The new-generation drug – also known as QGE031 – binds more tightly to IgE than Roche-partnered Xolair (omalizumab), and that suggests it could be more effective as a treatment for CSU, a distressing and debilitating condition which causes welts (commonly known as ‘hives’) to spring up on the skin.
Like Xolair, ligelizumab works by blocking IgE from binding to mast cells and basophils and causing them to release histamine.
The new data published in the journal Nature Medicine show ligelizumab and Xolair recognise and bind differently to IgE, with ligelizumab showing “significantly enhanced blockade” of IgE pathway signalling.
Xolair has been approved for CSU since 2014, when its launch transformed treatment for patients at the severe end of the symptom spectrum.
Overall, CSU affects around 1% of the global population and in severe cases causes itching and swelling that can last for weeks at a time and resist even very high doses of antihistamines.
The drug is maturing fast however, having been launched in the early 2000s as a treatment for severe allergic asthma associated with IgE. Sales are split between Roche and Novartis and the two companies booked $1.49 billion and $870 million respectively from the drug in the first nine months of 2019.
Ligelizumab has previously shown in a phase 2b trial that it is more effective at keeping CSU patients symptom-free than Xolair, so it could provide a way for Novartis to defend its franchise now that Xolair has lost patent protection in the US and Europe.
Biosimilars haven’t been approved yet but are in development at the likes of Glenmark, Fountain Biopharma, Celltrion and Sorrento/Mabtech.
Ligelizumab is in a phase III trials programme – including the PEARL 1 and PEARL 2 studies – that are recruiting more than 2,000 patients across 48 countries around the world whose CSU is inadequately controlled with antihistamines.

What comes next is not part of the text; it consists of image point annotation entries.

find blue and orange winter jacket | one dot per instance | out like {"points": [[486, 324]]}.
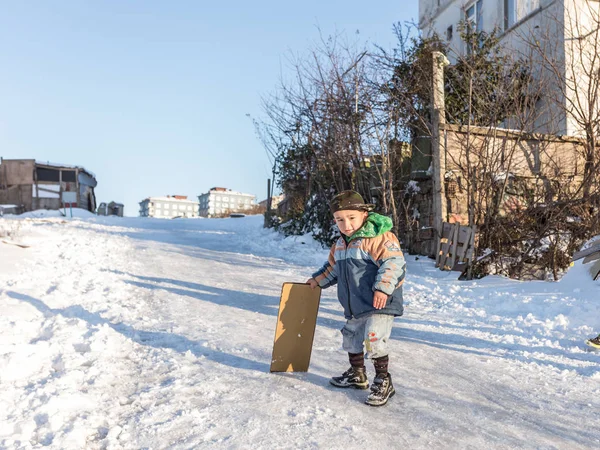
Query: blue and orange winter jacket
{"points": [[370, 260]]}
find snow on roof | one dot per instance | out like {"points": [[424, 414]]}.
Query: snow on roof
{"points": [[230, 192], [67, 166], [169, 199]]}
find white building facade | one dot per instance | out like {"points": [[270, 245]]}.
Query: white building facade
{"points": [[221, 201], [558, 37], [168, 207]]}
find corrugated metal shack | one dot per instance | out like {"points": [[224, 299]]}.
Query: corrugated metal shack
{"points": [[39, 185]]}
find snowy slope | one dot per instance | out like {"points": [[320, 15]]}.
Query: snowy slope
{"points": [[145, 333]]}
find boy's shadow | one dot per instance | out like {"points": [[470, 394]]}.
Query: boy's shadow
{"points": [[156, 339]]}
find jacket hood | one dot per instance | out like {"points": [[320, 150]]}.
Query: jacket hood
{"points": [[375, 225]]}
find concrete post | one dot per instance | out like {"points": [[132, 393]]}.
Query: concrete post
{"points": [[438, 156]]}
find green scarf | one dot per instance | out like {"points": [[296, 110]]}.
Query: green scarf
{"points": [[375, 225]]}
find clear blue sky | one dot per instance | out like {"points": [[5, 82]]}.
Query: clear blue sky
{"points": [[152, 96]]}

According to clinicaltrials.gov, data from these could be available later this year with study completion dates in 2021.
If approved, ligelizumab could switch Roche and Novartis from allies to enemies in the CSU market. Roche has no interest in the IgE antibody but is developing its own new CSU therapy, an orally-administered BTK inhibitor called fenebrutinib that has reached the phase II trial stage.
“This mechanistic study further supports those findings as we look to reimagine care to bring better treatment options for patients with CSU,” commented Eric Hughes, Novartis’ global development unit head for immunology, hepatology and dermatology.